Formidable Génération identitaire, par Franck Deletraz

Avec leur spectaculaire « opération Alpes » d’avril 2018 et leur occupation surprise du toit de la CAF de Bobigny en mars 2019, les militants de Génération identitaire avaient déjà fait la preuve de leur immense courage et de leur détermination à lutter pour la défense de notre pays et de notre peuple. Mais, en déployant une immense banderole dénonçant le racisme anti-Blancs comme ils l’ont fait samedi, sous les hurlements de haine et les appels au meurtre des milliers de manifestants « antiracistes » et d’extrême gauche réunis par le Comité Traoré, ces jeunes Français audacieux ont peut-être plus que jamais marqué les esprits de nos compatriotes lassés d’être quotidiennement traînés dans la boue par le lobby « antiraciste ».
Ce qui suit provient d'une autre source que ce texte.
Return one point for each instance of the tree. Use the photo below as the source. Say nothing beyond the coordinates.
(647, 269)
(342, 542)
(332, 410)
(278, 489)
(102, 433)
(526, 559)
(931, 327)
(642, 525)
Il est trois heures moins le quart, samedi, place de la République, à Paris. Depuis un moment déjà, malgré l’interdiction de manifester rappelée par la Préfecture de police, plusieurs milliers de militants « antiracistes », de nervis d’extrême gauche et autres suprémacistes noirs se sont de nouveau rassemblés à l’appel du Comité Traoré pour crier en toute impunité leur haine des policiers et de la « suprématie blanche ». Soudain, la foule ethnique est prise d’une espèce de folie meurtrière. Des insultes, des hurlements de haine et des appels au lynchage fusent de tous côtés. Parmi ceux-ci, la Préfecture de police signalera notamment les cris de « sales juifs ! » La cible de ce déchaînement ? Une douzaine de militants de GI qui, excédés de voir le peuple français traîné dans la boue depuis des jours, se sont installés sur le toit d’un immeuble et ont déployé une immense banderole sur laquelle figure l’inscription : « Justice pour les victimes du racisme anti-blanc. White Lives Matter » ! Dans un communiqué publié le jour même sur Twitter, Clément Martin, porte-parole de GI, disait en effet vouloir dénoncer « la soumission ahurissante du gouvernement » devant le clan Traoré et réclamer « justice pour les victimes du vrai racisme, celui qui blesse, qui viole et qui tue : le racisme anti-Blancs ».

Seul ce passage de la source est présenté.